Money management strategies are aplenty. Following each and every one of them is impossible. Sure, the thought of adding more arrows (strategies) to your financial quiver sounds tempting, but it ultimately leads to a discordant mix of ideas. Instead, if you stick to one or two strategies, you’d get better and quicker results, and more importantly, understand the whole process of how you are getting results.
That’s one reason money management tips fail. People often lack the ability to select one strategy and discard other strategies. It’s so darn hard for them because they find multiple strategies useful and couldn’t make up their minds about which one to follow.
This is a rookie mistake. Look out for it if you are new to managing money.
Following non-actionable strategies
Following a non-actionable strategy is as good as following no strategy. Simply reading or listening to a strategy, and memorizing it is not enough. You need to put the strategy to use to see whether it secures the result you want.

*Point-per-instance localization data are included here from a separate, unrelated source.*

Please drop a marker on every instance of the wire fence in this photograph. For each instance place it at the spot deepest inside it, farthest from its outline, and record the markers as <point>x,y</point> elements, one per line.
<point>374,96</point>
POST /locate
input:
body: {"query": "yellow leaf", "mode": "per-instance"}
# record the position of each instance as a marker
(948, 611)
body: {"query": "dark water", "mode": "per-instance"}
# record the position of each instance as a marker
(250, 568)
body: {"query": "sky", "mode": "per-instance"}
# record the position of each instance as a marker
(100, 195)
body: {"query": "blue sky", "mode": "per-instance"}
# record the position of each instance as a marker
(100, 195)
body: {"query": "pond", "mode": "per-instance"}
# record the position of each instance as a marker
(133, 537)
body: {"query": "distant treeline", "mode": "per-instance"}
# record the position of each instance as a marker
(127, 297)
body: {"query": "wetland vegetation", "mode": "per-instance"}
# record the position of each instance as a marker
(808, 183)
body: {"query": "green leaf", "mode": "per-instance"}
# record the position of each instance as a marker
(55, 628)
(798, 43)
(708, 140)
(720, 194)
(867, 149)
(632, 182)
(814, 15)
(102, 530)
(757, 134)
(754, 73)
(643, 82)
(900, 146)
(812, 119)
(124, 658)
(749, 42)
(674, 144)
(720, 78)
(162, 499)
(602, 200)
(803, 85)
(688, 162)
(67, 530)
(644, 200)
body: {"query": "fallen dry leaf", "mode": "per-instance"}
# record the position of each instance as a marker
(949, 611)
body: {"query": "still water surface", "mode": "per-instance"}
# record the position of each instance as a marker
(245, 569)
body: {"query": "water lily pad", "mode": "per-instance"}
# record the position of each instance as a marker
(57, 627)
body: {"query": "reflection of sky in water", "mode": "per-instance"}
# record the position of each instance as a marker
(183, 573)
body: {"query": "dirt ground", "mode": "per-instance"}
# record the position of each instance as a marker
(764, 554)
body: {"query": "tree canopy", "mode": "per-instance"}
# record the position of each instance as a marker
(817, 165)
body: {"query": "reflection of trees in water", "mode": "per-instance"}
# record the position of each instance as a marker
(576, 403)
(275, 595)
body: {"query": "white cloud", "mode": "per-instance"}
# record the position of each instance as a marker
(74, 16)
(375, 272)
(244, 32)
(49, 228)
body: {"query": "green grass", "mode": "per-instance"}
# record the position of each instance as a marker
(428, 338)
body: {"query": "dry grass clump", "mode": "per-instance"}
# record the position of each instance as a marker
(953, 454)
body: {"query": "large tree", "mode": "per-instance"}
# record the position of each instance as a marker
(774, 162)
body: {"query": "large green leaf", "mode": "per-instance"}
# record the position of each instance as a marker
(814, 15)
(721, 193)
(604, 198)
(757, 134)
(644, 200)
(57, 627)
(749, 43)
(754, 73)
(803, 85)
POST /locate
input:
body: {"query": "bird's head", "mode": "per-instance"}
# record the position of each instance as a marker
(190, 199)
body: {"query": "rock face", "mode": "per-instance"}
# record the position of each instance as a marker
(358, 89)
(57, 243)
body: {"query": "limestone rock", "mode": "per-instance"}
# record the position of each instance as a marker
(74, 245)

The problem is you cannot put all strategies to use. Not every strategy is applicable. Tracking essential expenses, for example, is one strategy that falls into the non-actionable category. Why is it non-actionable? Because you cannot stop these expenses. Making a list of necessary expenses, therefore, is pointless as you can never cut down on these expenses.
One reason people fail at managing money is that they follow strategies that aren’t actionable. Those people must realize that they are at fault for choosing an incorrect strategy, and rectify their mistake.
Follow all the strategies shared here, and let us know the result. And of course, don’t forget to experiment with them. Maybe by doing this you could come up with an even better strategy.